Allying with enemies. Gaining intel on warlords. Tracing their networks. Striking a training camp from the skies and destroying it in a fiery explosion. You'd be forgiven for mistaking this for Afghanistan, but it's actually Middle-earth: The Shadow of Mordor, a good game with an upside-down theme. While it plays well and has interesting mechanics, Shadow of Mordor falls flat thematically because it transplants a War on Terror mentality to a fantasy world inspired by World War I. As a result, Tolkien's ideas fall victim to post-millennial cynicism and the game, while enjoyable, feels utterly wrong.
In 1916, Tolkien was in a military hospital recuperating from trench fever. He'd served on the front line at the Somme, taking part in the assaults on Schwaben Redoubt, the Leipzig Salient and Regina Trench before disease knocked him out of the war. The Somme was a nightmare. The British took 57,000 casualties on the first day alone. The lines stagnated, with troops living in squalid trenches for months, drowning in mud and gnawed by lice. Artillery bombardments made telephone lines difficult to maintain. Second Lieutenant Tolkien, as Battalion Signaling Officer, had to resort to handing written messages to runners who'd sprint them into enemy fire. "Junior officers were being killed off, a dozen a minute," Tolkien later wrote. There were 350,000 British casualties by the battle's end. Only one of Tolkien's close friends survived the war. The Somme was a watershed moment in British history, the first time the nation tasted industrial warfare. Historians still cite it as the day Victorian optimism died.
And as Tolkien recuperated from his ordeal, he wrote about a fantasy realm in what he called The Book of Lost Tales. We know it today as The Silmarillion.
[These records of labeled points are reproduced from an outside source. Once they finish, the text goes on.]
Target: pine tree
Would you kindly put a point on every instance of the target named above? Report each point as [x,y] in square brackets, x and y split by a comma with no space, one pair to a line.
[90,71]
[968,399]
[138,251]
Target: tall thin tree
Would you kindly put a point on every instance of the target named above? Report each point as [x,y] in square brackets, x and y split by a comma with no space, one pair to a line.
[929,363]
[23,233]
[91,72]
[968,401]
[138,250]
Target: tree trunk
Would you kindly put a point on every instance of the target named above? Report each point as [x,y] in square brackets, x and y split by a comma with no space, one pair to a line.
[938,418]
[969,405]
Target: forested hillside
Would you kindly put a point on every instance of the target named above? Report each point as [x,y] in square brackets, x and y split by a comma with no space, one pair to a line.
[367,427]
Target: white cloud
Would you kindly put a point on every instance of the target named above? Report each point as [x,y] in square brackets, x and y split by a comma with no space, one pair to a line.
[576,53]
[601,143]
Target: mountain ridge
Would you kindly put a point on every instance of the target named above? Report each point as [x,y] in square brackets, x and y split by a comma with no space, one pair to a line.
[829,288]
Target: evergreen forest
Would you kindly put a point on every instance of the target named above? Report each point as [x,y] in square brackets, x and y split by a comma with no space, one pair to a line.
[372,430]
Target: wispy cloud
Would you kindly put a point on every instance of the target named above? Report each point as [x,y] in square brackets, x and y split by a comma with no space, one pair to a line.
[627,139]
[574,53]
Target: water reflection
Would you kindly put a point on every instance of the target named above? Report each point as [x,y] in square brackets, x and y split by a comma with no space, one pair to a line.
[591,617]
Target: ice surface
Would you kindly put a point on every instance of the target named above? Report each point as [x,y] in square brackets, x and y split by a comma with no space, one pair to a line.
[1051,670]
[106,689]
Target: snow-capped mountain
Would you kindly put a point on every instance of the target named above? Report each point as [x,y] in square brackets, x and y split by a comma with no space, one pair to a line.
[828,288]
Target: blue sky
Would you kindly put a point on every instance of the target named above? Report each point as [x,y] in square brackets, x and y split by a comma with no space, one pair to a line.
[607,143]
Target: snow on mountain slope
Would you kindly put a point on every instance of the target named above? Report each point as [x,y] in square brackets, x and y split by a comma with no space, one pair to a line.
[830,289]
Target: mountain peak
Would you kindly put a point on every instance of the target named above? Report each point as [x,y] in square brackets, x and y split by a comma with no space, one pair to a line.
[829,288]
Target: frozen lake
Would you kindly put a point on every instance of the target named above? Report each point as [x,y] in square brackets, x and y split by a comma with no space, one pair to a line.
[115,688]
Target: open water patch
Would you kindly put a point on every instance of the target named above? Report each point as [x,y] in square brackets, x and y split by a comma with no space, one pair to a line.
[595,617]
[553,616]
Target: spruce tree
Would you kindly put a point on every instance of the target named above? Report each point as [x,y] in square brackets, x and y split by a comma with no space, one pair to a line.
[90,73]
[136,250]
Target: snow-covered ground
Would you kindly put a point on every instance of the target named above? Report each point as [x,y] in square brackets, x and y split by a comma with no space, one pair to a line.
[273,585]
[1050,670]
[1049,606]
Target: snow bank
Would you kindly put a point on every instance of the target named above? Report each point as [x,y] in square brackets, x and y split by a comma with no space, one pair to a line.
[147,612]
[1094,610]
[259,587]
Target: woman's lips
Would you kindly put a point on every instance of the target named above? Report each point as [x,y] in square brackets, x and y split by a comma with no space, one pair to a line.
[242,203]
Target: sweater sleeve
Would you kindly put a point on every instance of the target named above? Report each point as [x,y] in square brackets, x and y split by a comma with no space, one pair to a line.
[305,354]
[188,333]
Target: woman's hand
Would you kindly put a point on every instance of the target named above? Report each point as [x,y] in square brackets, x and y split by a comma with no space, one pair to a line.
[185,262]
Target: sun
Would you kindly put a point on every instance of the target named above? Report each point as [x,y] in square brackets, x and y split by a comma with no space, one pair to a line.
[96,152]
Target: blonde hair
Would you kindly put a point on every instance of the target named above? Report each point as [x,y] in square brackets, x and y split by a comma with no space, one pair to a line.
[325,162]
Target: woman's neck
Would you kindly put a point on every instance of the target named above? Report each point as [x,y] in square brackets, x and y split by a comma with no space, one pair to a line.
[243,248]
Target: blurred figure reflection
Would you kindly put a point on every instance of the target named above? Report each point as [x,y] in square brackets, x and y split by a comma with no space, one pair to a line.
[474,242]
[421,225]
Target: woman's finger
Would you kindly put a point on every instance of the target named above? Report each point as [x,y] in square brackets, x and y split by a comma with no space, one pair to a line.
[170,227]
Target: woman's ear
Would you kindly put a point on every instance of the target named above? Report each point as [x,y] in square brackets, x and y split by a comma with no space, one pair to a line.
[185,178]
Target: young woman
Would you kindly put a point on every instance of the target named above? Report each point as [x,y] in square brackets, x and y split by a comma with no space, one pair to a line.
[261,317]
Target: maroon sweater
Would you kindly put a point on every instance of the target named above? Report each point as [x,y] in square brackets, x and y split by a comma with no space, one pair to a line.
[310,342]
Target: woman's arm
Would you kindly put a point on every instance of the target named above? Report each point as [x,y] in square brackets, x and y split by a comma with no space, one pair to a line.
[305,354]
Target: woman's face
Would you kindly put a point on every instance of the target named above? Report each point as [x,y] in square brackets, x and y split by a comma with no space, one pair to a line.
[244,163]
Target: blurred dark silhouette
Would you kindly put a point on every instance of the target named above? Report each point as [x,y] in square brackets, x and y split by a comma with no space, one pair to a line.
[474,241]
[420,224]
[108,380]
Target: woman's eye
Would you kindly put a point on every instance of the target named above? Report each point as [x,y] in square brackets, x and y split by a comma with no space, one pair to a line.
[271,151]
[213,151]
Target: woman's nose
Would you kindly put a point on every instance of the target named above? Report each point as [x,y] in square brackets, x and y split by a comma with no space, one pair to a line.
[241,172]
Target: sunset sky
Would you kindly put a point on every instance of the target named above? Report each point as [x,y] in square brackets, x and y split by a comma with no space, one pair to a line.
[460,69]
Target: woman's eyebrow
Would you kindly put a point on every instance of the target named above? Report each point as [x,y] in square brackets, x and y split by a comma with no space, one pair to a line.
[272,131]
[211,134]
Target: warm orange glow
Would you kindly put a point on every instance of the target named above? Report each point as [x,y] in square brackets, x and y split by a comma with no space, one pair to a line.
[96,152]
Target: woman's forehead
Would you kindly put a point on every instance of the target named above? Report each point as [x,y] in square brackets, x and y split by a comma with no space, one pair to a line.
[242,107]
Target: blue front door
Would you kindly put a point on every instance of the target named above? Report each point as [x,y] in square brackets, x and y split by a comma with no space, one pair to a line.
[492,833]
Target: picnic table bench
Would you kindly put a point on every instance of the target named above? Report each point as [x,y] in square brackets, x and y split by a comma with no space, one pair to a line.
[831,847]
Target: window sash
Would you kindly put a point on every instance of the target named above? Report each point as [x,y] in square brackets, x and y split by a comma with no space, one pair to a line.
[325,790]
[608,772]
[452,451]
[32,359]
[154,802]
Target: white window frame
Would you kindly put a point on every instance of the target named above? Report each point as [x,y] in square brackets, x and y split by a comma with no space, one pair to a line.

It is perhaps not surprising, then, that World War I left an impression on the young scholar and his invented world. While scholars can dispute individual elements -- whether Sam Gamgee was inspired by Tolkien's military aides, for instance, or that Frodo shows PTSD symptoms -- the larger impact is thematic. The war made Tolkien deeply suspicious of violence, industrialization and the pursuit of power. The Lord of the Rings was a reaction to the slaughter he witnessed and the cynicism it imparted in a generation. Tolkien's heroes overcome not through new technology or savvy politics, but through their innate goodness. They fight monsters when necessary, but very few are professional soldiers, and there's always the refusal to use evil against evil. Tolkien's novels reject politics in favor of idealism. In fact, during his life Tolkien scorned the political allegories placed on his novels, stating that The One Ring was by no means the atomic bomb, that Sauron wasn't Stalin, and that Orcs were neither Nazis nor inherently evil. (He did, however, admit basing The Dead Marshes on the blasted mud of the Somme.) Tolkien wanted his books to be broadly applicable rather than representative. That's why they stay, for the most part, apolitical and broad.
Which brings us to Middle-earth: The Shadow of Mordor, which is a War on Terror story if ever I've seen one. Breaking with Tolkien's novels, Shadow of Mordor injects current politics into Tolkien's largely apolitical world, filling it with the tactics, methodology and theory of counterterrorism.
Consider our protagonist, Talion. As a ranger, Talion is both a career soldier and a special operator, trained to practice guerilla warfare deep in enemy territory. Driven by a need for revenge after his family dies in an unprovoked attack, Talion -- much like the early U.S. push to invade Afghanistan -- cloaks his need to punish his enemies inside otherwise clear-headed political and military objectives. And ultimately, Shadow of Mordor tells the story of him conducting a black operations campaign against Sauron, using techniques recognizable to anyone familiar with the War on Terror.